W ubiegłym tygodniu w mediach pojawiła się informacja o wynikach kontroli w bydgoskim oddziale WIORiN – stwierdzone nieprawidłowości to jedna sprawa, ale większy niepokój powinny budzić okoliczności towarzyszące, z których wypłynąć może podejrzenie, iż do wewnętrznej gry w obozie Zjednoczonej Prawicy, wykorzystano instytucje państwowe. Za tym idzie podejrzenie, że mogło dojść do nadużycia kompetencji przez wojewodę.
Na temat wyników kontroli piszemy więcej – Wojna w obozie Zjednoczonej Prawicy coraz bardziej otwarta
Kontrola została wszczęta w okresie, gdy w obozie Zjednoczonej Prawicy dyskutowano o tym, kto uzyska poparcie w wyborach na prezydenta Inowrocławia. Pod uwagę brano dwie kandydatury – kontrolowanego dyrektora WIORiN Marcina Wrońskiego i związanego z Solidarną Polską Ireneusza Stachowiaka, tego drugiego popierał szef struktur PiS w powiecie inowrocławskim Mikołaj Bogdanowicz. Decyzję o kontroli podjęto natomiast za zgodą wojewody Mikołaja Bogdanowicza. Nieoficjalnie dotarły do mnie informacje, że w kuluarowych dyskusjach jednym z argumentów przeciwko Wrońskiemu, była właśnie przedmiotowa kontrola. Kojarząc te fakty, może pojawić się podejrzenie, że szef PiS w powiecie inowrocławskim, dla przeforsowania popieranego przez siebie kandydata, mógł użyć władzy związanej ze sprawowaniem funkcji wojewody. Samo podejrzenie, że tak mogło być jest rzeczą niedopuszczalną w demokratycznym państwie prawa.

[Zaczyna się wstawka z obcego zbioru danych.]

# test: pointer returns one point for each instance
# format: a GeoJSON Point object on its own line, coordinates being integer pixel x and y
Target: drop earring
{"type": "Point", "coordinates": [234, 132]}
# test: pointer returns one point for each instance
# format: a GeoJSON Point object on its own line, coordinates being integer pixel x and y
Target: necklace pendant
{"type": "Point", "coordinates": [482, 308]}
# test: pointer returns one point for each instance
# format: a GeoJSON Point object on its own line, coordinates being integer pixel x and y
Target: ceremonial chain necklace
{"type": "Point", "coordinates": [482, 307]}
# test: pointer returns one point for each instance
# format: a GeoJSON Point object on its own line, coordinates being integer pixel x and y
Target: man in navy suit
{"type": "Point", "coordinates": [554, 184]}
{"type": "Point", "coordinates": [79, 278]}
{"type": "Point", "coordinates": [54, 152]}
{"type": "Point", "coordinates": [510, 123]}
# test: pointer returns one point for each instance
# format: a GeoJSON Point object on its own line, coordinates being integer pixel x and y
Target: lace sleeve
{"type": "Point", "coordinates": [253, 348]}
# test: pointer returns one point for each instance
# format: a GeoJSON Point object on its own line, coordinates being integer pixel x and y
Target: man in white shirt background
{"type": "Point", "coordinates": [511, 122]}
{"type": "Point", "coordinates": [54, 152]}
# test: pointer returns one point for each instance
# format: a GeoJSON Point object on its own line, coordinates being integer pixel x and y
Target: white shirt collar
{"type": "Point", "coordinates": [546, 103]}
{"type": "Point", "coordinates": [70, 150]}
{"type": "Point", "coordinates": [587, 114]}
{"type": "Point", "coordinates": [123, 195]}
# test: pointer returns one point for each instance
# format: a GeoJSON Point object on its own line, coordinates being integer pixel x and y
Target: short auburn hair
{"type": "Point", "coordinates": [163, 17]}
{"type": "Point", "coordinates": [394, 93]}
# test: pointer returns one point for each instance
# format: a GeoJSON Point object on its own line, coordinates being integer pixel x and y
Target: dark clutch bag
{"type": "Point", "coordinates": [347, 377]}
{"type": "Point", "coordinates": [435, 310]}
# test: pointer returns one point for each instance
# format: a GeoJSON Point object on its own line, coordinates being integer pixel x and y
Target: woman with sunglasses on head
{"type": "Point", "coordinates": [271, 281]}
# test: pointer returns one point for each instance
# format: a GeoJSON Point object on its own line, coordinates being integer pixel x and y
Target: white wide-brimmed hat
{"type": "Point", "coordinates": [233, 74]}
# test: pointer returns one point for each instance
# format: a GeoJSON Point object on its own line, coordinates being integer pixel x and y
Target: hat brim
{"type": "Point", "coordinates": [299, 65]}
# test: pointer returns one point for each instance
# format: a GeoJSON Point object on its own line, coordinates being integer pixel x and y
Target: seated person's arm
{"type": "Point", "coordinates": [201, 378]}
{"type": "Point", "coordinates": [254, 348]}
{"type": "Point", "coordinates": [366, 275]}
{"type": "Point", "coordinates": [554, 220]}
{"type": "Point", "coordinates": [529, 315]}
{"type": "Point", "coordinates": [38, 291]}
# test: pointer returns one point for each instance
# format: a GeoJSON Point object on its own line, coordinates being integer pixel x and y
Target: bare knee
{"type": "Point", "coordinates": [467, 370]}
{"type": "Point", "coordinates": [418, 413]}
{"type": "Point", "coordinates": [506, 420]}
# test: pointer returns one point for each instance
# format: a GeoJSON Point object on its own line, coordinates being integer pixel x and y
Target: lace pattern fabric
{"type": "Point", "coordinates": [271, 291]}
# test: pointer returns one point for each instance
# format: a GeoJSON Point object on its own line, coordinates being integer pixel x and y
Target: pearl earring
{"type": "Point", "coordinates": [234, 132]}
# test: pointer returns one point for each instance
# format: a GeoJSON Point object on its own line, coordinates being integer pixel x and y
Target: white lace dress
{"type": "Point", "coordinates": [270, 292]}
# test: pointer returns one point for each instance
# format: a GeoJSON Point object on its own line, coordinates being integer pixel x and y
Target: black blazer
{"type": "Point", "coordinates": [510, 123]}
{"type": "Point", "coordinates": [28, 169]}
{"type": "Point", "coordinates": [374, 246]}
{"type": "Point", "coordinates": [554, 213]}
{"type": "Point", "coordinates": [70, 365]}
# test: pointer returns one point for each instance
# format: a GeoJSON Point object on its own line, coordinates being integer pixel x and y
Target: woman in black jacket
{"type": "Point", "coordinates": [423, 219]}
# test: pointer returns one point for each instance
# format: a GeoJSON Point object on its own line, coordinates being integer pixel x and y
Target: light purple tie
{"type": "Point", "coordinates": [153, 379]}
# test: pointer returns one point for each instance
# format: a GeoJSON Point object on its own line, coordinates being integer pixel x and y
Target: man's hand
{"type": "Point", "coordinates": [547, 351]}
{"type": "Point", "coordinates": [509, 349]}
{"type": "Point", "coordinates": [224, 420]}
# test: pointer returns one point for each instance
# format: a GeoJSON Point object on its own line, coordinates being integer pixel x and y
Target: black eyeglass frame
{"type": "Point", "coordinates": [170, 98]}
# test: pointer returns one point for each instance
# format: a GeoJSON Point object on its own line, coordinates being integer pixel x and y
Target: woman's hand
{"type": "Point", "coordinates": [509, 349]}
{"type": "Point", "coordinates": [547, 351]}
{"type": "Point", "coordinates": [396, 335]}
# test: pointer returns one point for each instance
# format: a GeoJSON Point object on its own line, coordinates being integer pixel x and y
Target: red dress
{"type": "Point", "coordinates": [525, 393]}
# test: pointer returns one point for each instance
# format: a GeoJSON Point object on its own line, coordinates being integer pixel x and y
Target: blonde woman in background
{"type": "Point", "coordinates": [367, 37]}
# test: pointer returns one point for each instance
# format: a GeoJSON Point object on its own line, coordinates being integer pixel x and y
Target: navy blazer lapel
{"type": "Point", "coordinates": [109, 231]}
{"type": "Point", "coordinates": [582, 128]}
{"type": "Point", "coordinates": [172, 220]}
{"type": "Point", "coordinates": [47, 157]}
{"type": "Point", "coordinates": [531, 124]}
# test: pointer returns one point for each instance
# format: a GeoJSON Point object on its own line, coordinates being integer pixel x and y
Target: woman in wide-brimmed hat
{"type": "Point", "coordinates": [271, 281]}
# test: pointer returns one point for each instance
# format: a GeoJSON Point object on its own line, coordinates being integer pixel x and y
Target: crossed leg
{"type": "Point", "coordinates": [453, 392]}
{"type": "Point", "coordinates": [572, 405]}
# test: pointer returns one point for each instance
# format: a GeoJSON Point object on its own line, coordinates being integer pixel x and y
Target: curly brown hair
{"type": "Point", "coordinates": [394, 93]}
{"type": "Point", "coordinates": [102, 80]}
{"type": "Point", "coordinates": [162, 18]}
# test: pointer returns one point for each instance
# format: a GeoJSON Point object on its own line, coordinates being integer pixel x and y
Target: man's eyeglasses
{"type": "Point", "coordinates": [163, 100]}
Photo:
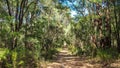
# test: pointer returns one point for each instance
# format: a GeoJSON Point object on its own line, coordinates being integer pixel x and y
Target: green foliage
{"type": "Point", "coordinates": [107, 54]}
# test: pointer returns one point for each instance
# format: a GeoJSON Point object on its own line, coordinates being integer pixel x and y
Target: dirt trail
{"type": "Point", "coordinates": [66, 60]}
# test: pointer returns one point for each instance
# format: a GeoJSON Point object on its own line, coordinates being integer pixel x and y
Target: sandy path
{"type": "Point", "coordinates": [65, 60]}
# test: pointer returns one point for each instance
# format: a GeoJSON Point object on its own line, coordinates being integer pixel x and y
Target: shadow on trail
{"type": "Point", "coordinates": [65, 60]}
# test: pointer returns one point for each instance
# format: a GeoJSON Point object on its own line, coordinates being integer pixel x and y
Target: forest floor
{"type": "Point", "coordinates": [66, 60]}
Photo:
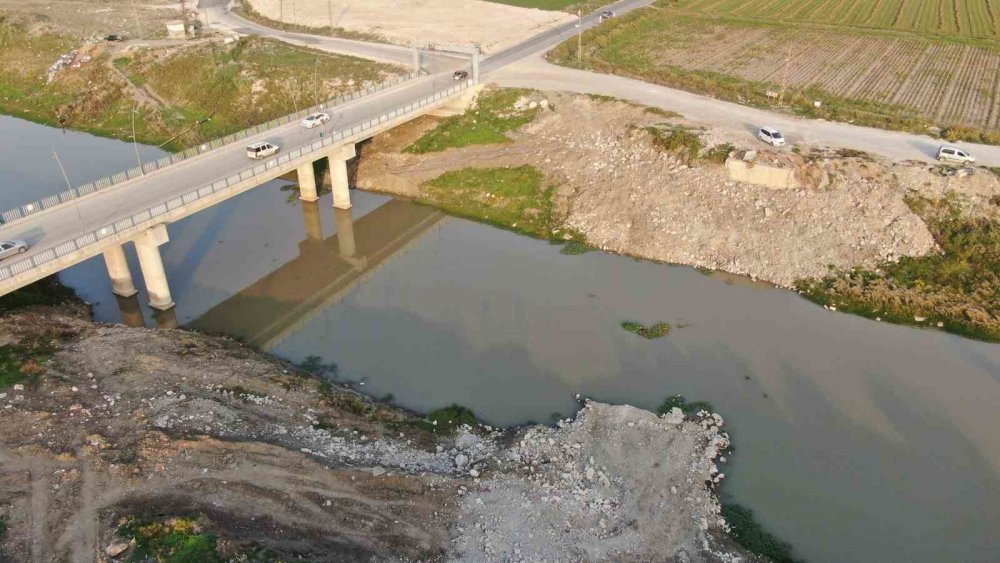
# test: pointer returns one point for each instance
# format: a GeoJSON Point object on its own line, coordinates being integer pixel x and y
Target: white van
{"type": "Point", "coordinates": [955, 154]}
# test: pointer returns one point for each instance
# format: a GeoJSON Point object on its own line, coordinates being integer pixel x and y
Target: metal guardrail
{"type": "Point", "coordinates": [17, 213]}
{"type": "Point", "coordinates": [150, 214]}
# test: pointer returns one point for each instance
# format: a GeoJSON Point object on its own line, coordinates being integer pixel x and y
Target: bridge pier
{"type": "Point", "coordinates": [307, 182]}
{"type": "Point", "coordinates": [345, 232]}
{"type": "Point", "coordinates": [147, 246]}
{"type": "Point", "coordinates": [312, 220]}
{"type": "Point", "coordinates": [121, 277]}
{"type": "Point", "coordinates": [338, 175]}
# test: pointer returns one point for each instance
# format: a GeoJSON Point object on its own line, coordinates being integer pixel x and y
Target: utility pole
{"type": "Point", "coordinates": [784, 76]}
{"type": "Point", "coordinates": [579, 37]}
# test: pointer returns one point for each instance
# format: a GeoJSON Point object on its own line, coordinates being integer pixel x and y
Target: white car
{"type": "Point", "coordinates": [315, 120]}
{"type": "Point", "coordinates": [955, 154]}
{"type": "Point", "coordinates": [9, 248]}
{"type": "Point", "coordinates": [771, 136]}
{"type": "Point", "coordinates": [257, 151]}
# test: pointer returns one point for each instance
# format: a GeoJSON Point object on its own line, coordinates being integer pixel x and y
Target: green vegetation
{"type": "Point", "coordinates": [47, 291]}
{"type": "Point", "coordinates": [933, 17]}
{"type": "Point", "coordinates": [448, 419]}
{"type": "Point", "coordinates": [679, 402]}
{"type": "Point", "coordinates": [644, 44]}
{"type": "Point", "coordinates": [751, 535]}
{"type": "Point", "coordinates": [175, 540]}
{"type": "Point", "coordinates": [657, 330]}
{"type": "Point", "coordinates": [181, 98]}
{"type": "Point", "coordinates": [511, 198]}
{"type": "Point", "coordinates": [957, 289]}
{"type": "Point", "coordinates": [22, 362]}
{"type": "Point", "coordinates": [487, 123]}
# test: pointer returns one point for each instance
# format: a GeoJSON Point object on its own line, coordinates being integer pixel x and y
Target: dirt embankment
{"type": "Point", "coordinates": [110, 429]}
{"type": "Point", "coordinates": [628, 195]}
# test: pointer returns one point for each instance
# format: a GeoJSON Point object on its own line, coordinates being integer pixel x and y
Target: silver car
{"type": "Point", "coordinates": [9, 248]}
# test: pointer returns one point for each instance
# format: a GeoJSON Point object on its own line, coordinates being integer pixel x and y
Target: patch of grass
{"type": "Point", "coordinates": [510, 198]}
{"type": "Point", "coordinates": [958, 288]}
{"type": "Point", "coordinates": [678, 401]}
{"type": "Point", "coordinates": [657, 330]}
{"type": "Point", "coordinates": [575, 248]}
{"type": "Point", "coordinates": [47, 291]}
{"type": "Point", "coordinates": [681, 141]}
{"type": "Point", "coordinates": [208, 90]}
{"type": "Point", "coordinates": [487, 123]}
{"type": "Point", "coordinates": [23, 361]}
{"type": "Point", "coordinates": [175, 540]}
{"type": "Point", "coordinates": [635, 45]}
{"type": "Point", "coordinates": [751, 535]}
{"type": "Point", "coordinates": [448, 419]}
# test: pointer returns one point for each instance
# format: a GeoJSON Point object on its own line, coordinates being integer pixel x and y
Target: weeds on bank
{"type": "Point", "coordinates": [175, 540]}
{"type": "Point", "coordinates": [657, 330]}
{"type": "Point", "coordinates": [751, 535]}
{"type": "Point", "coordinates": [678, 401]}
{"type": "Point", "coordinates": [23, 361]}
{"type": "Point", "coordinates": [488, 123]}
{"type": "Point", "coordinates": [957, 289]}
{"type": "Point", "coordinates": [510, 198]}
{"type": "Point", "coordinates": [47, 291]}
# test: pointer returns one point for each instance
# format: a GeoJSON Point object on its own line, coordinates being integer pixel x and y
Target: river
{"type": "Point", "coordinates": [854, 440]}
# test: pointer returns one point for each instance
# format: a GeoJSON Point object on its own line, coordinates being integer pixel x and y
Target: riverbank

W odpowiedzi do mojej publikacji może się pojawić pytanie – czy zatem wojewoda mając wiedzę o możliwych nieprawidłowościach w WIORiN, nie powinien podejmować działań kontrolnych? Oczywiście, że powinien, ale tutaj dotykamy sedna problemu. Mianowicie chodzi o łączenie funkcji partyjnej z funkcją wojewody. Przykład tej kontroli pokazuje, że nie sprawdza się to i budzić może poważne wątpliwości co do ducha demokratycznego państwa prawa.